I've put together a FiveM server using alot of public code and discovered there are cheat systems out there that allow the user to corrupt or delete the underlying database. The reason is because they can inject Lua scripts which can contain DROP, DELETE INSERT and UPDATE and if they know the schema potentially could do whatever they like.

My intention is to deny access to every command except for SELECT and move all the other logic to stored procedures. The thing is that the user executing the proc will be the game user account which if locked out would also be blocked server side? Am I able to deny access from calling applications but allow access from within a stored procedure or have the procs execute as a different account vs the normal SELECT statements? Are there any other considerations or designs that could work? I'll be using parameters across all calls to help guard against injection, but I'm fairly new to MySQL so wondering what other steps people take for these scenarios.

Upvotes: 1

Views: 484

Answers (1)

Bill Karwin
Bill Karwin

Reputation: 562358

Yes, you can give the MySQL user privilege to call procedures only. Then the procedures execute with the privileges of the user who defined the procedure.

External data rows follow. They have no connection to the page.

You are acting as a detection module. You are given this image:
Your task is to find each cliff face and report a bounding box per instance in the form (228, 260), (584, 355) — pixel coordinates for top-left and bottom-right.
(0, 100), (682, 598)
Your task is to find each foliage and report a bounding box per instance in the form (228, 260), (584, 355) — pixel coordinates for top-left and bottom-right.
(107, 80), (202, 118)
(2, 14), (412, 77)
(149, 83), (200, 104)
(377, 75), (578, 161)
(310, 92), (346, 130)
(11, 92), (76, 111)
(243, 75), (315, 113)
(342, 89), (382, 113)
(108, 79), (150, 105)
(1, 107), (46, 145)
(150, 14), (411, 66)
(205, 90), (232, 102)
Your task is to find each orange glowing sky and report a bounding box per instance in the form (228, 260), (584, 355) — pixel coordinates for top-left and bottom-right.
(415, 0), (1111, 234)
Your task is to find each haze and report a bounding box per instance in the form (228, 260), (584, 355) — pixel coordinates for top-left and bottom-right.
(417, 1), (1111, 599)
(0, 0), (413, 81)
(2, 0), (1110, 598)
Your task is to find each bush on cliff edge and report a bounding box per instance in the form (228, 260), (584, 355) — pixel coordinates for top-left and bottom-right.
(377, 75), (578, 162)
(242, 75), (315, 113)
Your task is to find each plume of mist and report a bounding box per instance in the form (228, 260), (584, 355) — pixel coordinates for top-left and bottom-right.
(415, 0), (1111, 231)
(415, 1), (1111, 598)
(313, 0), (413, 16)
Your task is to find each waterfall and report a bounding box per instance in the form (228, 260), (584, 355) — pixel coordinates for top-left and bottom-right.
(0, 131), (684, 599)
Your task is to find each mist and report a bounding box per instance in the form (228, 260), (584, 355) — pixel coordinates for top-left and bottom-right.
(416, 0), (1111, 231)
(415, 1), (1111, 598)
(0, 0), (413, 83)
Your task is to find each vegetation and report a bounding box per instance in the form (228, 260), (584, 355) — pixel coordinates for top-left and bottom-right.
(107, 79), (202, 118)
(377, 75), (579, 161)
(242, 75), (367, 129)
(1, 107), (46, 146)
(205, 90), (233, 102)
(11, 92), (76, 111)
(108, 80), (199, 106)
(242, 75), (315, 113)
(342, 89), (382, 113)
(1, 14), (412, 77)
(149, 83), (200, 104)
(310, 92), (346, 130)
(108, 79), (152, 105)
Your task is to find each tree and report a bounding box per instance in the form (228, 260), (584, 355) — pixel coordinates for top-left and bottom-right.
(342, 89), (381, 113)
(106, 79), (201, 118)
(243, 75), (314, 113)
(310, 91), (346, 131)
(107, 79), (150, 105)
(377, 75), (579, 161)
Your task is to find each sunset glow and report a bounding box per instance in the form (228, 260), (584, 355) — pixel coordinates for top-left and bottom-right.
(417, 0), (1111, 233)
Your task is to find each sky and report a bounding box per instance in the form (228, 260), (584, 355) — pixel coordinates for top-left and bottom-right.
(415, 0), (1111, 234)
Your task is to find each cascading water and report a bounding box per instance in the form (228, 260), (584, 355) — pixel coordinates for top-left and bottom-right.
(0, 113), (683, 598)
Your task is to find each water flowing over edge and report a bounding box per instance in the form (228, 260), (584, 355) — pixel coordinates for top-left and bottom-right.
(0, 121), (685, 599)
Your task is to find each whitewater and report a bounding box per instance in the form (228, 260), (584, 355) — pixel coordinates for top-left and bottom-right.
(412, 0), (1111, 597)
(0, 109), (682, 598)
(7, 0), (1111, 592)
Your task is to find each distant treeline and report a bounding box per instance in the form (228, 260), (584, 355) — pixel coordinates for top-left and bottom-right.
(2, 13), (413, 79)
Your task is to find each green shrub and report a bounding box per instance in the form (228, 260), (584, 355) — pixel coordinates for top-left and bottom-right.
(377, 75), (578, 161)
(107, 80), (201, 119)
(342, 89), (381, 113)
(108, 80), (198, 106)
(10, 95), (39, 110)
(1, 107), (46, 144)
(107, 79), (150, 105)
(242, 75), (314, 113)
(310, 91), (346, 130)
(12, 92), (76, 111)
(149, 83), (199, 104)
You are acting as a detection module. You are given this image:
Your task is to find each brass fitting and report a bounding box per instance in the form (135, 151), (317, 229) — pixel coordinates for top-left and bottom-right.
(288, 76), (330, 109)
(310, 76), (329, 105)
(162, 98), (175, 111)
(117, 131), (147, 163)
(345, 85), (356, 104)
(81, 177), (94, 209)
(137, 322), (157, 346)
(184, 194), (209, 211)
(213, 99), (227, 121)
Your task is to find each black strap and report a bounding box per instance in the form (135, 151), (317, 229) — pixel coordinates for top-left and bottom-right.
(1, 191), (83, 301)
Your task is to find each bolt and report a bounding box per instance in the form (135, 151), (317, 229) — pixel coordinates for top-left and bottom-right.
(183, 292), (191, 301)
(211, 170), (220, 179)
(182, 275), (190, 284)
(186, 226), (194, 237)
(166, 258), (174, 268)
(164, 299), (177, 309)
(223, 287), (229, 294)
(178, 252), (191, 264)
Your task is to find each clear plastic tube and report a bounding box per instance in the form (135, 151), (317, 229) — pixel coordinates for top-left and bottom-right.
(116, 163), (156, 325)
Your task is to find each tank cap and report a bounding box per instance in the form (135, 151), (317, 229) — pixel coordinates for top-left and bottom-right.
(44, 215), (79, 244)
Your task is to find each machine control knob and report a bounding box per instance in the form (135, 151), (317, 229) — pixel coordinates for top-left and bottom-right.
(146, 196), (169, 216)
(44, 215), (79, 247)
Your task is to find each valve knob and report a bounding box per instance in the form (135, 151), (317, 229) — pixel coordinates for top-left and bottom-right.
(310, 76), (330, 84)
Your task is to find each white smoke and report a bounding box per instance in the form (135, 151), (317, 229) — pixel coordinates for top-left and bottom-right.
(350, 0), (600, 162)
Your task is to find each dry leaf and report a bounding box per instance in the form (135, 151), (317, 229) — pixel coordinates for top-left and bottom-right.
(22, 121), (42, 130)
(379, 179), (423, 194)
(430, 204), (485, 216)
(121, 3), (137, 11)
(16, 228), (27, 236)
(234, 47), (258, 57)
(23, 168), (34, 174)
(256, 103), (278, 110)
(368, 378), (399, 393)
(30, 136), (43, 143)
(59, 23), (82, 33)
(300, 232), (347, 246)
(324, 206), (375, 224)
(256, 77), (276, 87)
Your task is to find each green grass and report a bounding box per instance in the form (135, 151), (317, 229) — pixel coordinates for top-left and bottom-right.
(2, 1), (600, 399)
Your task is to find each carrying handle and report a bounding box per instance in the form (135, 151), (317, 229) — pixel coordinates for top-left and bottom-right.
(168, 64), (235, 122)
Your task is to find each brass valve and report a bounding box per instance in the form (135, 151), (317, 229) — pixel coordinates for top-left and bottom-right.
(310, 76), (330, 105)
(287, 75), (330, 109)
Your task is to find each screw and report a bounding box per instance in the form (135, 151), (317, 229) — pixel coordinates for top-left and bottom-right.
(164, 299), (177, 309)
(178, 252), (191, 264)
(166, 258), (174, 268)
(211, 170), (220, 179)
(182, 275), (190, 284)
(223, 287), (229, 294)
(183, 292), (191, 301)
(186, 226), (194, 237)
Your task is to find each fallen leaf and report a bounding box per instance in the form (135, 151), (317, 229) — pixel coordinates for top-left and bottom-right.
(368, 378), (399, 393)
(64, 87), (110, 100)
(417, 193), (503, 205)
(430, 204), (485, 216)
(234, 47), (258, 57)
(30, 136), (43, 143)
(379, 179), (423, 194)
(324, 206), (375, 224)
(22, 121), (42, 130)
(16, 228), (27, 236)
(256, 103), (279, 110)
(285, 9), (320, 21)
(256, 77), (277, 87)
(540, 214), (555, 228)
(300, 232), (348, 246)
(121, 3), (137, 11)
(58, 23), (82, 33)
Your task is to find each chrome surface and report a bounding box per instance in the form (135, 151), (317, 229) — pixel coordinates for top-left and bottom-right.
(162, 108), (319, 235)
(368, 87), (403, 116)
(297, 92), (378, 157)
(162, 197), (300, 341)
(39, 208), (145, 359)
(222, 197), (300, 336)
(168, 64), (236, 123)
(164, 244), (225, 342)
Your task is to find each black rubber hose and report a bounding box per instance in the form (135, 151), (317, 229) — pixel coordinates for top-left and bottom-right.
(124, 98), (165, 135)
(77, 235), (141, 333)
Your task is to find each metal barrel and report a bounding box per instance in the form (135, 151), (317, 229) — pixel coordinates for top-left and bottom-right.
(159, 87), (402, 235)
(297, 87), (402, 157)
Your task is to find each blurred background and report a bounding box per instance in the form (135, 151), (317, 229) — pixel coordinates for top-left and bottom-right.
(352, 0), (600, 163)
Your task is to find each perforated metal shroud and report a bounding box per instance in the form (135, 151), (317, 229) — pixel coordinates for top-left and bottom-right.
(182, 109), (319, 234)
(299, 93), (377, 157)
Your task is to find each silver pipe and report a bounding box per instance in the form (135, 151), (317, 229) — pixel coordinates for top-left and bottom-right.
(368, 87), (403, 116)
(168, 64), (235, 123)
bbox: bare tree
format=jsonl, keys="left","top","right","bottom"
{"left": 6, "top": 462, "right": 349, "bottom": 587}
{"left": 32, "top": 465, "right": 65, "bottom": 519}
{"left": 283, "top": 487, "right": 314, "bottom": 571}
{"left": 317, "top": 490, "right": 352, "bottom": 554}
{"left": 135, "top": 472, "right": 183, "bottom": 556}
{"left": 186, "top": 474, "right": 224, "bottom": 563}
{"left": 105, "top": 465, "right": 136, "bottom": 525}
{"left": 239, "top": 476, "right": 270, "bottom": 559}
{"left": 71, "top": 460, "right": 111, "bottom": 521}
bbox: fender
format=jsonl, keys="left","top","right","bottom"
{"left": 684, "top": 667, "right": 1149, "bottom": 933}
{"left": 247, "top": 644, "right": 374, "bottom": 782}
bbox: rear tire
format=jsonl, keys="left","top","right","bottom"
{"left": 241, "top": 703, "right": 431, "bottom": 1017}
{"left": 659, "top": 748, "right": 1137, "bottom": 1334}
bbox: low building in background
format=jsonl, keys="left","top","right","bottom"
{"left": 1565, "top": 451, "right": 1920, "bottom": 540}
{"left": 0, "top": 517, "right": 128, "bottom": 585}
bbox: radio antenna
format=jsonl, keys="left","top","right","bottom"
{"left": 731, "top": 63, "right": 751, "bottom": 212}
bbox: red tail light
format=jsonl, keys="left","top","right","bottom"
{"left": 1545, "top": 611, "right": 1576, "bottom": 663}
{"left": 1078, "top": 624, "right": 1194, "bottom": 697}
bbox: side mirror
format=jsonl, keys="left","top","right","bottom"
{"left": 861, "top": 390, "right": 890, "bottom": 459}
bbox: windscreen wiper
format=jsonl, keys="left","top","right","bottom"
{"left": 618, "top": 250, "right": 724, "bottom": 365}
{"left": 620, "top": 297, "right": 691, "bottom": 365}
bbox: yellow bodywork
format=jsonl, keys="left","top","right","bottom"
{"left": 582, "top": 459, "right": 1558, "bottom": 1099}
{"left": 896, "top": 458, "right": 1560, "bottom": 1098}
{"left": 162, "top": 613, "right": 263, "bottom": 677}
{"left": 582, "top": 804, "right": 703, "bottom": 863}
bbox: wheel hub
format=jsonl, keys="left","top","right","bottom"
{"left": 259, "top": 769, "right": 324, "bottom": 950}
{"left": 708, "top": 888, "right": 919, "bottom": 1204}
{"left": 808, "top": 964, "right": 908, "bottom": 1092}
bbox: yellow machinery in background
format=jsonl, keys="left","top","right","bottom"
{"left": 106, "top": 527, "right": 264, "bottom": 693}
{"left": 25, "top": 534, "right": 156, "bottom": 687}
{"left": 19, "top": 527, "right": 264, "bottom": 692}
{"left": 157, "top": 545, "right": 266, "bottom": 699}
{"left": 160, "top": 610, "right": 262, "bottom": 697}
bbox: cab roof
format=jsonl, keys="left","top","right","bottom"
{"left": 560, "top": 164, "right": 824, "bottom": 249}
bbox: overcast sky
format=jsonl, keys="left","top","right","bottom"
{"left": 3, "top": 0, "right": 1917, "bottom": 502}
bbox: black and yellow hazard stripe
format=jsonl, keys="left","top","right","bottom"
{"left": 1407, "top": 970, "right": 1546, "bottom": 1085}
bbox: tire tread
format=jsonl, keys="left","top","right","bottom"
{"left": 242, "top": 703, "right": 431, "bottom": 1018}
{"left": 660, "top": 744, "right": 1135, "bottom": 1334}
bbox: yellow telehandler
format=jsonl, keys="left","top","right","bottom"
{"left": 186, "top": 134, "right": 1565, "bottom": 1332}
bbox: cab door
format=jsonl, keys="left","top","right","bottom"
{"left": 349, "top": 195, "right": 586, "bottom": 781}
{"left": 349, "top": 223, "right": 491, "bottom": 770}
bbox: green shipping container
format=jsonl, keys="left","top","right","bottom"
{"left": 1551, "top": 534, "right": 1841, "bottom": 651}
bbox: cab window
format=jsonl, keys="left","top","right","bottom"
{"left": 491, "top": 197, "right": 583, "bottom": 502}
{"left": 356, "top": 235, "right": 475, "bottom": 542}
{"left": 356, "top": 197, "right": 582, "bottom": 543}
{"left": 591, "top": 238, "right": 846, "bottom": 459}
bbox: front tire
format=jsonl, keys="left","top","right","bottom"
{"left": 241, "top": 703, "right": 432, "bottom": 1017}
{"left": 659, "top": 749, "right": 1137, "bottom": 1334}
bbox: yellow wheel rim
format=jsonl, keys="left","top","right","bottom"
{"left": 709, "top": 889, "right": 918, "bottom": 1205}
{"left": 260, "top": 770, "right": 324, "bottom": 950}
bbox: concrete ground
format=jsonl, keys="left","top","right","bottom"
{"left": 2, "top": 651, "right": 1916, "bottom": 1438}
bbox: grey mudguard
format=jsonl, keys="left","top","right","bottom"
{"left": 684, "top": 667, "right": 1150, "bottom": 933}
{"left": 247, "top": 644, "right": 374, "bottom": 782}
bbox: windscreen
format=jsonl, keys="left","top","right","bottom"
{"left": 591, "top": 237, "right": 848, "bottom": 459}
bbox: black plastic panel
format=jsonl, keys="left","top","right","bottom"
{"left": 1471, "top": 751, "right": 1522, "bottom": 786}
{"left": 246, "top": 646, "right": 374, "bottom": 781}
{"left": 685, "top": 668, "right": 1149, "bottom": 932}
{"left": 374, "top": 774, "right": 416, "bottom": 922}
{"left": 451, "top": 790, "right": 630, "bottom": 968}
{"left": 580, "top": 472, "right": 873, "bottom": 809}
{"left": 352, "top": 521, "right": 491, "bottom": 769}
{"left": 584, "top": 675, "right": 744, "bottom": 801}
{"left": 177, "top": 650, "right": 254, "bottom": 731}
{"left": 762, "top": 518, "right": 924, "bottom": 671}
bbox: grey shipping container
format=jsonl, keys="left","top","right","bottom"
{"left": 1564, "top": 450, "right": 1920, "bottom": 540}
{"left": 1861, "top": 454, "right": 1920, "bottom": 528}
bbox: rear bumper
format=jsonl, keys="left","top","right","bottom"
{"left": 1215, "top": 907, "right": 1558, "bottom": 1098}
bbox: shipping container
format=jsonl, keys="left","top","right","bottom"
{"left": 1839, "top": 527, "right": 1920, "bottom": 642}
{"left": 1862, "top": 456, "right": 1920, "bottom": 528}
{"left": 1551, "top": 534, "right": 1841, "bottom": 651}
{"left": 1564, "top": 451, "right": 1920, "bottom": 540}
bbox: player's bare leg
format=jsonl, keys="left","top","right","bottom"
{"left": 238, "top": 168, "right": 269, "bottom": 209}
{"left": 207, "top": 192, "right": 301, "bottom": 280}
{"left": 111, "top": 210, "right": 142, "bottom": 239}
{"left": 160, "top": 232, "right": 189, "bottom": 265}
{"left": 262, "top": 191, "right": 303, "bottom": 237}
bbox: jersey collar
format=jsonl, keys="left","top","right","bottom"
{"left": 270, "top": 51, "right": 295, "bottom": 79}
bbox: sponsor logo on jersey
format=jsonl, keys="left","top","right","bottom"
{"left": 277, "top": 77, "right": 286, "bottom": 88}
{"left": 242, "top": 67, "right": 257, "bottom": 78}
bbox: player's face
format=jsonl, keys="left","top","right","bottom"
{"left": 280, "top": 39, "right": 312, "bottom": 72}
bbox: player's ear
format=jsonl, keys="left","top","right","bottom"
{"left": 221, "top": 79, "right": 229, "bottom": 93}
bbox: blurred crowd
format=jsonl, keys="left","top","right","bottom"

Read https://dev.mysql.com/doc/refman/8.0/en/create-procedure.html the parts about SQL SECURITY which has choices DEFINER or INVOKER. The default is DEFINER, which is what you want.

However, you would also need to deny SELECT privilege to the app user. A malicious user can cause problems with nothing but SELECT privilege. They can't change data, but they can overload the database server.

So you'd need to implement every database query, both reads and writes, in a collection of stored procedures.

Here's an alternative suggestion: Allow the app to work as it does today, where the app connects using its username and does SQL queries directly.

But if the user wants to invoke their Lua script, only allow that on a separate database connection, using a different MySQL user with limited privileges. Basically only the EXECUTE privilege on a specific schema. You can implement a set of stored procedures that the Lua script is allowed to run, and put them in that schema. Then Lua scripts cannot do other tasks that the app does, a Lua script can only run the finite set of procedures you want to allow them to run.